Brake pads of MTB bikes generally are of three major varieties, organic, metallic and semi-metallic.
- Organic pads: These pads are a mixture of natural materials such as fiber, rubber, glass, and heat resistant resin that binds them together. These pads do not get as hot as metal pads and offer excellent modulation, making them an ideal choice. These are not a good choice for downhill riding and for inclement weather riders as they wear out quickly in wet conditions. They are also prone to failing at high temperatures.
- Semi-metallic pads: These are the most common brake pads and afford a decent stopping power. They also last longer than organic pads.
- Metallic pads: These pads are less effective and also heat up. They make up an ideal downhill brake pad, and they tend to make more noise than organic pads. But they are hard wearing and are also extremely durable.
Compatible with Components:
This is the trickiest and the easiest aspect of selecting an MTB bike. It is good that riders check the sizing, mount types, ride feel, preference, and other specifications before choosing the most ideal MTB bike.
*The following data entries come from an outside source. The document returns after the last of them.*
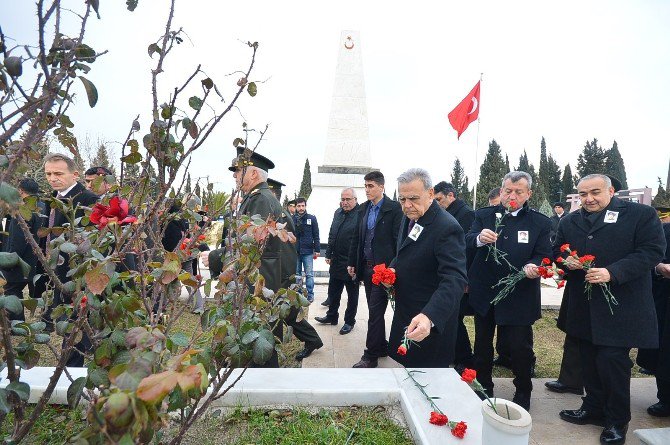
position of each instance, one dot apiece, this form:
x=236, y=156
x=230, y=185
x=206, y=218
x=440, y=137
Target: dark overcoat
x=342, y=231
x=279, y=258
x=430, y=279
x=525, y=239
x=384, y=243
x=80, y=198
x=15, y=241
x=628, y=248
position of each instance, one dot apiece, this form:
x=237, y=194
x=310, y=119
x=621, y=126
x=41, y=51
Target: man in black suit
x=376, y=243
x=430, y=276
x=524, y=236
x=15, y=241
x=447, y=197
x=627, y=241
x=342, y=231
x=62, y=174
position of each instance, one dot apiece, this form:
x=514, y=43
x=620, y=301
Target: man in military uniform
x=279, y=258
x=524, y=237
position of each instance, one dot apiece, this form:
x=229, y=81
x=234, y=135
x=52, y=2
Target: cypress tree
x=614, y=165
x=592, y=159
x=567, y=183
x=491, y=172
x=306, y=184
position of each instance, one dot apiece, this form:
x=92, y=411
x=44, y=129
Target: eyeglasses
x=412, y=199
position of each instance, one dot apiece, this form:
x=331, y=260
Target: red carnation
x=469, y=375
x=438, y=418
x=459, y=430
x=115, y=212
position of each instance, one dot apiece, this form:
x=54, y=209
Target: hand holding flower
x=531, y=271
x=597, y=275
x=488, y=236
x=419, y=328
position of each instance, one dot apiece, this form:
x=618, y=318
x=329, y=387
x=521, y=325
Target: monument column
x=347, y=155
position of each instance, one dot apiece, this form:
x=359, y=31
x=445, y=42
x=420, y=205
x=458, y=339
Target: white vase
x=498, y=429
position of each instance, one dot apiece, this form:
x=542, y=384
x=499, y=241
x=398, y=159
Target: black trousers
x=376, y=344
x=463, y=354
x=520, y=342
x=571, y=364
x=335, y=287
x=606, y=371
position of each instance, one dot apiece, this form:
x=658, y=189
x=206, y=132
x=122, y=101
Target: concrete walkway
x=342, y=351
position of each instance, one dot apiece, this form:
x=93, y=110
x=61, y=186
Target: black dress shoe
x=613, y=434
x=366, y=363
x=582, y=417
x=659, y=409
x=346, y=328
x=522, y=399
x=307, y=351
x=557, y=386
x=326, y=320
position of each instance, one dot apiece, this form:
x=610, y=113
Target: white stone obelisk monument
x=347, y=156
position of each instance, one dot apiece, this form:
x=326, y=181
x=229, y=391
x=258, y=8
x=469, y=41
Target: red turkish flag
x=465, y=112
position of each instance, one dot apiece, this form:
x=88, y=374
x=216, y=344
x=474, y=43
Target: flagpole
x=474, y=197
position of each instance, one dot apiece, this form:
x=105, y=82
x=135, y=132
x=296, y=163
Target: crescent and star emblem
x=474, y=105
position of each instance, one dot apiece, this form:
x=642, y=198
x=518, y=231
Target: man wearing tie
x=62, y=175
x=375, y=243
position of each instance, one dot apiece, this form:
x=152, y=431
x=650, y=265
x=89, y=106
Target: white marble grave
x=330, y=387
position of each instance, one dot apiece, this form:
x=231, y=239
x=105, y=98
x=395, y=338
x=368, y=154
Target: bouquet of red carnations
x=587, y=262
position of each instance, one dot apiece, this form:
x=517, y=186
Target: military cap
x=247, y=158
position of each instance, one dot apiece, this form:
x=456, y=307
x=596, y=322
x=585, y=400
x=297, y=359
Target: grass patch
x=350, y=425
x=56, y=425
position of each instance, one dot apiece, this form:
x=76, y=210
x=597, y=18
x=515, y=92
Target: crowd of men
x=446, y=260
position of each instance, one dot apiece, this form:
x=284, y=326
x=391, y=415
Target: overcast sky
x=569, y=71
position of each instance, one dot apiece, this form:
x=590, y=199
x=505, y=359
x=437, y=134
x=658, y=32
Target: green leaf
x=207, y=83
x=21, y=389
x=263, y=347
x=251, y=89
x=195, y=103
x=68, y=247
x=4, y=404
x=250, y=336
x=180, y=339
x=153, y=48
x=9, y=194
x=11, y=303
x=74, y=391
x=30, y=304
x=42, y=339
x=132, y=158
x=91, y=91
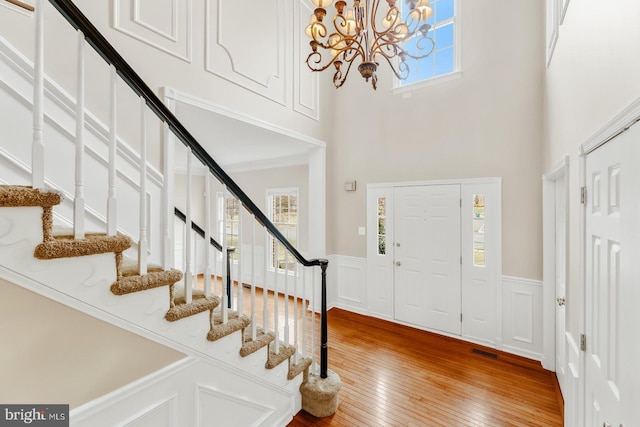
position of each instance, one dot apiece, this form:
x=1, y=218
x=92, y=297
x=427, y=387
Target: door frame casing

Mounts for the Frame and The Fork:
This is an important concern for a few riders. The international standard and the post mount are the two different standards when it comes to mounts. Some of the frames use IS on their rear and Post Mount on the front. But with the help of adapters, it is possible to use most of the brakes in the majority of the bikes.
Size of The Rotor:
Disc brakes work by applying friction to the rotor on the wheel. They also require specific wheels that are built for the rotors. The most common standard for wheel and rotor mounting is the International Standard. Some of the manufacturers also use a proprietary system for rotors that could be little costly and also restricts the rotor selection procedure.
Rotors and Calipers:
It is important to choose an MTB bike that gets compatible with the rotor and the caliper in both the diameter and the width. After deciding on the rotor size, check the calipers and ensure that they accommodate the rotor. Though compatibility is an important factor in choosing MTB brakes, bikers have to remember that adapters and converters exist for most parts and standards and generally come as add-on products.
Every Mountain biker should learn the importance of having good brakes with their MTB bikes. Having an excellent brake will not only improve the stopping time but also the extent of control that one has over their bike. We hope our guide helps you to choose the best MTB brake for your all-terrain driving experience.